The BMI calculation was created by a Belgian mathematician — not a doctor or health practitioner.
In the 1830s, Lambert Adolphe Jacques Quetelet set out not to devise a test to quickly diagnose obesity (which was still years away from being widely perceived as a problem), but to find the ‘l’homme moyen’ or the ‘average man’.
His thinking went that you could take thousands of measurements, compare them, and find the ideal weight. Through calculating these samples he found that weight typically increases in relation to the square height of a person.
But there were big limitations to Quetelet’s experiment. For one, all the participants were western European men. The experiment also had nothing to do with measuring individual health.

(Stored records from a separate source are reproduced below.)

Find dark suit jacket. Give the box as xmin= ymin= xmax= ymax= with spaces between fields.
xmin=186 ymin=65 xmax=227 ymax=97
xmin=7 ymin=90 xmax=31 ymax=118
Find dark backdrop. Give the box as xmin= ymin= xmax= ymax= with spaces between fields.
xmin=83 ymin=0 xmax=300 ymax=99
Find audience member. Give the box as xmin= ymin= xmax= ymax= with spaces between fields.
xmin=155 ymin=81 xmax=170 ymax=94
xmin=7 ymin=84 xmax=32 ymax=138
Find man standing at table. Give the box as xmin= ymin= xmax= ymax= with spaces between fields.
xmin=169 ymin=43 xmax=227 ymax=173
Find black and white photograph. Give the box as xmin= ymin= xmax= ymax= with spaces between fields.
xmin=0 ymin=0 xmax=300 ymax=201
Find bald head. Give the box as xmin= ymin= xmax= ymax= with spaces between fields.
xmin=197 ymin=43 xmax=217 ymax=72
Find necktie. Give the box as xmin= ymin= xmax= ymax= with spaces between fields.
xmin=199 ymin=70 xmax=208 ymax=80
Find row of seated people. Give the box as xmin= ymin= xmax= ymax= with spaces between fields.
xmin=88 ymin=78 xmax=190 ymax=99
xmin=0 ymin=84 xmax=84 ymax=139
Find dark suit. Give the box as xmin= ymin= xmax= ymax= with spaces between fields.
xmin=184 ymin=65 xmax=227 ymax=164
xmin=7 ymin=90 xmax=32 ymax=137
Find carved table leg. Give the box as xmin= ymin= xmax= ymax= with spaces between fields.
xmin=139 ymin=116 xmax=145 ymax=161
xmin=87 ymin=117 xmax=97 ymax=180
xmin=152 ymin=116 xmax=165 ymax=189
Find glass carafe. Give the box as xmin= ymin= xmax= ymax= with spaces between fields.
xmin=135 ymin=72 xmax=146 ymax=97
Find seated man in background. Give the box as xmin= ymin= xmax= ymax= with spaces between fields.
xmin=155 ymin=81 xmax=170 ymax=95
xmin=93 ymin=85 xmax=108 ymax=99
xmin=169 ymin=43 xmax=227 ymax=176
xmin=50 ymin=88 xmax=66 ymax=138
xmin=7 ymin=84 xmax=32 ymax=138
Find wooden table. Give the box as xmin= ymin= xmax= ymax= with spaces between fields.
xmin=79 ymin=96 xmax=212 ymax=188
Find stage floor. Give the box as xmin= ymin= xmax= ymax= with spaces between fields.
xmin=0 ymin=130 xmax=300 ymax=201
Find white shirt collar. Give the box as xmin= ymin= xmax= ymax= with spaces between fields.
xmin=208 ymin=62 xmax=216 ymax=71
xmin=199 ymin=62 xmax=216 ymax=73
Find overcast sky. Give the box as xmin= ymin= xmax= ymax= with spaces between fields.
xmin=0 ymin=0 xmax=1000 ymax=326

Lambert Adolphe Jacques Quetelet created what later became the BMI in his quest to find the ‘average man’. (Wikimedia: Library of Congress)
It wasn’t until the 1970s when American physiologist and dietician Ancel Keys and a group of his colleagues promoted Quetelet’s Index as the best available way to quickly screen for obesity that it became what we know today as the BMI.
But like Quetelet, the Keys study didn’t account for all body types. It only measured 7,426 ‘healthy’ men from 12 sample groups.
They included American students and professionals, Italian railway workers, men from east and west Finland, Japanese farmers and fishermen, and Bantu men from South Africa (which the study itself says “could not be suggested to be a representative sample … of Bantu men in general”!)
Because it is simple and no one has come up with a better one.
And, with about two in three people in the UK classified as either overweight or obese (according to BMI), we need a way of describing this important health issue.
Experts say this has been exacerbated by the pandemic, with lockdowns and the push towards working from home leading to more sedentary lifestyles across the population.